The Duck Muck Shiraz (about 200 cases are produced) is made only in exceptional vintages. The vines are vertically shoot positioned and are grown on a protected easterly aspect to take advantage of the morning sun. Vintage can take place over a six to eight-week period, every vine triaged for optimum ripeness and flavour development. The fruit comes in with naturally high acids and a staggeringly high 17+ degrees Baume. The wines are vinified in a jumble of different-sized open fermenters and regularly hand plunged. At dryness the wines are drained and pressed in a home-made hydraulic press and then transferred into 100% new French and American oak. Interestingly and almost impossibly, some of Anderson’s wines are made without any sulphur addition whatsoever.

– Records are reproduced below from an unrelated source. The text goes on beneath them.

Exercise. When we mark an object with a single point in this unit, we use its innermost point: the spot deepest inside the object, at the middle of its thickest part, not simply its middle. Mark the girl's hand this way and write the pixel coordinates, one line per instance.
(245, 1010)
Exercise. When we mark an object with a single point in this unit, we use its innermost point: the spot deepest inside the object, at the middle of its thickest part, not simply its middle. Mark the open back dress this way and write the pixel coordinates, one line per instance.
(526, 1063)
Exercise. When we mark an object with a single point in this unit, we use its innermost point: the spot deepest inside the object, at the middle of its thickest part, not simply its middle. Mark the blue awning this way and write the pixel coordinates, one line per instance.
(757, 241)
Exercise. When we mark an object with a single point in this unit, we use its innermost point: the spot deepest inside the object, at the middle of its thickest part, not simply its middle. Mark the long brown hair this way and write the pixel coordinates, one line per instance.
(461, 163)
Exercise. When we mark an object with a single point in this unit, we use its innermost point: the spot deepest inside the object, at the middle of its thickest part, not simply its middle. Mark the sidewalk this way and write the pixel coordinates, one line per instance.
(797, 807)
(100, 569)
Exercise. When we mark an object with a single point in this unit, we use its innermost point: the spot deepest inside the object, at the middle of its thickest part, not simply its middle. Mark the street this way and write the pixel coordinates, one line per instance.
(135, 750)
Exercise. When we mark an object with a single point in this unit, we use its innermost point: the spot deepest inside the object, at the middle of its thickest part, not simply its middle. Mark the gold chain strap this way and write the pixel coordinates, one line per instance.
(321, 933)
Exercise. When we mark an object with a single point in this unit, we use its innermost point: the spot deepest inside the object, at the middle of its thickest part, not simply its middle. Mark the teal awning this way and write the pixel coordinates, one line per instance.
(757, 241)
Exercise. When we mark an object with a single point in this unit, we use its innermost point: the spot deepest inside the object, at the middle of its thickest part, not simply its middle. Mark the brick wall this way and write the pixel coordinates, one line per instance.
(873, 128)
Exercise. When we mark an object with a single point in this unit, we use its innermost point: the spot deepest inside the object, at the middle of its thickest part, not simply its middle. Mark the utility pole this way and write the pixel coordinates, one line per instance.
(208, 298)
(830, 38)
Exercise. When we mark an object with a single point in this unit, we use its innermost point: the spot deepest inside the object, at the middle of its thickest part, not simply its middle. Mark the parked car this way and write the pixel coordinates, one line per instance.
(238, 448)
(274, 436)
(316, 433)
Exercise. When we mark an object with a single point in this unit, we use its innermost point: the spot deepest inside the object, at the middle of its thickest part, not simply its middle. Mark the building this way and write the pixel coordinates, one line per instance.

David Anderson is the quintessential Australian bush engineer whose career as a fencing contractor and vineyard developer has given him an intimate insight into the best sites in the area. He has, after all, planted over a million rootlings. He is entirely self-taught and has an infectious enthusiasm. Over 200 volunteers come during the year to help him.